Max’s POV:
Evangeline. Leo. Kelsey. Markus. I love them. It took a lot for me to not cry out watching them break. I saw Eva crying out for Leo. Because she loves him and thinks he doesn’t give a s**t about her. Girl, if only you knew that boy is clearly head over heels for you. Leo was having a Eva-related experience and it was breaking him. Dammit, why is this happening?!
Watching Kelsey’s soul break as she sobbed was probably the hardest thing in the world. She is too innocently sweet for this world... except maybe for the blood she has on her hands from the past. Once she finally fought back and got revenge. Her dark side is scary. That’s what Mercy said. And I definitely agree. It was like she was possessed.
And then Markus. Yes, the asshole leaves constantly, but who can blame him? He’s still technically just a kid. I’m 26, so I don’t really have that good of an excuse for my attitude. I’m just a crazed wolverine b***h. My eyes land on Mahto. Please don’t let him be next... I’m insane but I still have feelings.
Of course, I can’t give in. I have to stay strong. No one will hurt me like he did. The past I want to bury keeps coming to the surface and I hate it. I want to stomp on it, scream and shout until its too scared to come near me again. But it doesn’t leave. Why won’t it just go?! I can’t take this! Everyday of my life is torment because I can’t forget!
I’m struggling, trying to get to Markus who looks weak. I’m pissed because I know what he was shown. The only thing that could be worse than death for him. The only thing that was able to make him so weak. The evil b***h showed him Kelsey dying. I could hear him screaming her name. It was horrible to listen to. To hear the heartbreak and be powerless to help.
Then I slowly started to lose my vision. I thought I was going bling before I was suddenly in a house. The vines were gone and I moved forward, searching for a clue of where I am. If felt familiar... I was on the second story of a house. The stairs were next to me and I put my hands on the wood railing. That’s when I noticed it. I was looking down the stairs and my eyes caught on my belly.

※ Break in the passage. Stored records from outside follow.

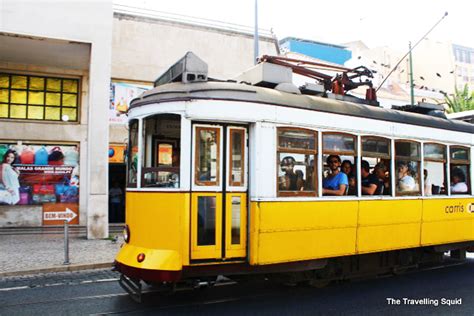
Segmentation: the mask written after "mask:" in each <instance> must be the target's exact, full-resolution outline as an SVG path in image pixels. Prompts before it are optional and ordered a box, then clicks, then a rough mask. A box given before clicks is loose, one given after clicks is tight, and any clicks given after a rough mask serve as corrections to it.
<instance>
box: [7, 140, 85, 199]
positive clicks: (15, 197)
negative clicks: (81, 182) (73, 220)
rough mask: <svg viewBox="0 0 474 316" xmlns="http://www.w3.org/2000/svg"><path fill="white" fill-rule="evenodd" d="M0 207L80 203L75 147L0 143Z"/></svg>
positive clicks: (71, 145) (76, 162) (78, 178)
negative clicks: (78, 202)
mask: <svg viewBox="0 0 474 316" xmlns="http://www.w3.org/2000/svg"><path fill="white" fill-rule="evenodd" d="M0 161H1V162H2V165H1V168H0V204H4V205H5V204H6V205H42V204H45V203H74V204H77V203H78V202H79V163H78V162H79V151H78V148H77V146H75V145H49V144H48V145H38V144H20V143H19V144H0Z"/></svg>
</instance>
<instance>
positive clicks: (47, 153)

My eyes widened. Oh s**t. But the last time I was this big... was when I was with him. I heard the floor boards creak and I slowly turned around to see Ty. He was a tall guy, that’s something that always scared me about him. He may not have looked strong but I was a timid seventeen year old. Ty’s eyes are darkened a few shades from the normal green as he looks at my stomach. This was the day.
He stepped closer to me, his messy brown hair was matted time his forehead with sweat. His tan skin glistening with the boiling water I had thrown on him in an attempt to save my unborn child from him. But it was like he couldn’t feel the pain, even though I noticed some spots where the flesh had burned completely off.
I knew I wasn’t going to make it. I knew I was going to fail and lose her again. But I had to try. Maybe I could bring her back. Save her this time. But I wouldn’t be able to. I turned and ran down the stairs as f*****g fast as possible. My heart is racing as I caress my large belly. Aurora Ceausescu. That was going to be her name.
I ran past the room we had decorated for her. All pink and a little bit of black mixed in too. But I don’t want to remember that. I want to get away. To protect Aurora. But of course he catches me. He always does. Ty wraps his arms around me, forcing my back against his chest as I struggle to get out. I’m screaming, I know I am. I was that day too.
Then I feel the sharp sting of the blade cutting me. I scream louder as he cuts me. But I don’t care about myself. Maybe he didn’t get deep enough to the baby. I remember thinking that. Hoping that I would be damaged more than my little Aurora.
But then I feel a pain like no other. He stabs my stomach and I scream so loud I hear glass shatter, but I don’t care. My baby. My little girl. She’s being killed and I can’t do anything to stop it. Mahto and the others don’t realize that I have scars deeper than I let on. Mercy saved me from that life. But that didn’t heal the scars of losing the thing that meant the most to me. My baby. My Aurora.